The initiative may be applied in a way that meets children’s needs, Legge said. Unless and until it fails, he said, he would not act as a “supreme board of education” to impose his views about educational policy on the state’s voters.

Unless a higher court intervenes, Legge’s ruling means that the anti-bilingual education initiative will go into effect Aug. 2, and “sheltered English immersion” will be the law when 1.4 million children with limited English skills return to school in September.

Under emergency regulations, immersion programs must be designed to teach children enough English in a single school year to transfer into mainstream classrooms, though children may be permitted additional immersion years.

School districts may grant waivers to parents who can demonstrate that their children should stop attending immersion programs after 30 days and return to bilingual classes.

Proposition 227 sponsor Ron Unz said after the ruling that “98 percent” of bilingual programs would be eliminated.

Gov. Pete Wilson said in a prepared statement that Legge acted properly to allow the dismantling of a system that “has failed far too many students for far too long and deprived them of becoming fluent in English.”

On behalf of the state Board of Education, Yvonne W. Larsen, its president, applauded Legge’s “thoughtful consideration of the harm that would result if the educational policy choice of 61 percent of the voters was invalidated,” a reference to the wide margin by which Proposition 227 won at the polls in June.

A coalition of civil rights groups, which sued to block the initiative from taking effect, said they would decide whether to request quick intervention by an appellate court after studying Legge’s 48-page ruling against them.

Immediately after listening to three hours of oral arguments, during which he asked no questions, Legge read aloud a summary of his previously prepared opinion.

Although non-English-speaking students are entitled to be educated, he said, “neither federal law or the Constitution requires bilingual education.”

He said it’s up to the state to choose its procedure, and it’s up to the courts to decide only whether there is “an educational theory” to support the state’s choice.

“I have to conclude that the English immersion system is a valid educational theory,” he said.

He rejected as overblown the civil rights groups’ statements that Proposition 227 would impose a “cookie-cutter” approach, leaving children to “sink or swim” after a year in which they would learn insufficient English and fall behind in learning the academic curriculum.

Making that argument on Wednesday, Deborah Escobedo, a lawyer with the organization Multicultural Education, Training and Advocacy, told Legge, “We simply cannot let them experiment on 1.4 million children. . . . These children are not guinea pigs.”

Abhas Hajela, representing the California School Boards Association, supported the injunction request, saying there was an “overwhelming consensus” that school districts could not launch adequate programs for their non-English speaking students by the start of the school year.

But John Sugiyama, a senior assistant attorney general with the state Justice Department, responded to both arguments.

Some school districts already have immersion programs, he said.
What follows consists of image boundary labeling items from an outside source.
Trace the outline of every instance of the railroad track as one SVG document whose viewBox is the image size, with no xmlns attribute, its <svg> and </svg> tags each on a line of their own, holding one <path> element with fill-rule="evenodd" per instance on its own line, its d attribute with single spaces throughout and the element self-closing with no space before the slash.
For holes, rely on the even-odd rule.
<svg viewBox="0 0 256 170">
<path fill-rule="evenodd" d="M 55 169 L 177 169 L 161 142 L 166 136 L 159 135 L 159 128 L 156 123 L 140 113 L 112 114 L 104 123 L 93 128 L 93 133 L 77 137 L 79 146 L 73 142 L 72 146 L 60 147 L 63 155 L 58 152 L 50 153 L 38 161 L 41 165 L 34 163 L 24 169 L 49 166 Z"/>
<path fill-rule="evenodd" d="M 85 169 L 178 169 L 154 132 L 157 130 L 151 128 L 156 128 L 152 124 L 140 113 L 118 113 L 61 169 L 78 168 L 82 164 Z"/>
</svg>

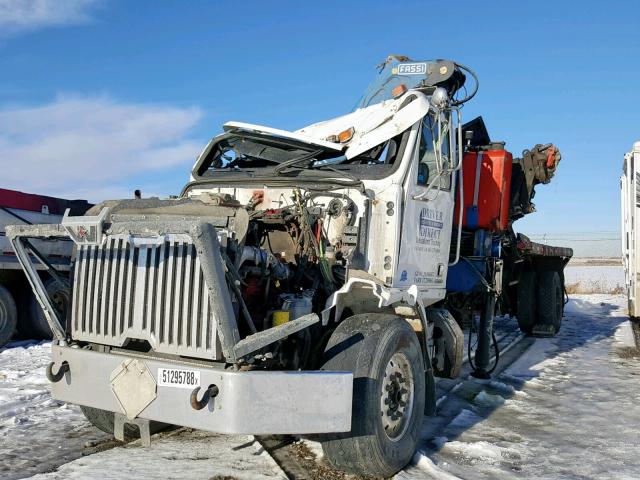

Placing children in such programs would not preclude supplemental programs tailored to individual students’ needs, or bar districts from incorporating academic instruction in immersion classes, he said.

“School districts can, if they put their minds to it, implement (the initiative),” he said.

But Jim Sweeney, superintendent of Sacramento City Unified schools, said his is among the many districts still trying to make sense of the proposition and the emergency regulations for implementing it.

He said districts using native language instruction have little time to train teachers in the new approach mandated by the proposition.

Sacramento City has only about 500 of its 15,000 limited-English-proficient students in 25 classrooms where native language instruction is used.

“We always intended to follow the law, and we are working real hard to figure out what all of it means,. . . just the practical implications of how you do something very quickly,” he said.

The Elk Grove Unified District has no traditional bilingual classes, but uses aides who supplement English-speaking teachers, sometimes assisting students in their native languages.

“I don’t believe we’ll dramatically disrupt our program,” said Superintendent Dave Gordon, but he said district officials are studying whether they must change some of the duties of the bilingual aides to comply with the new law.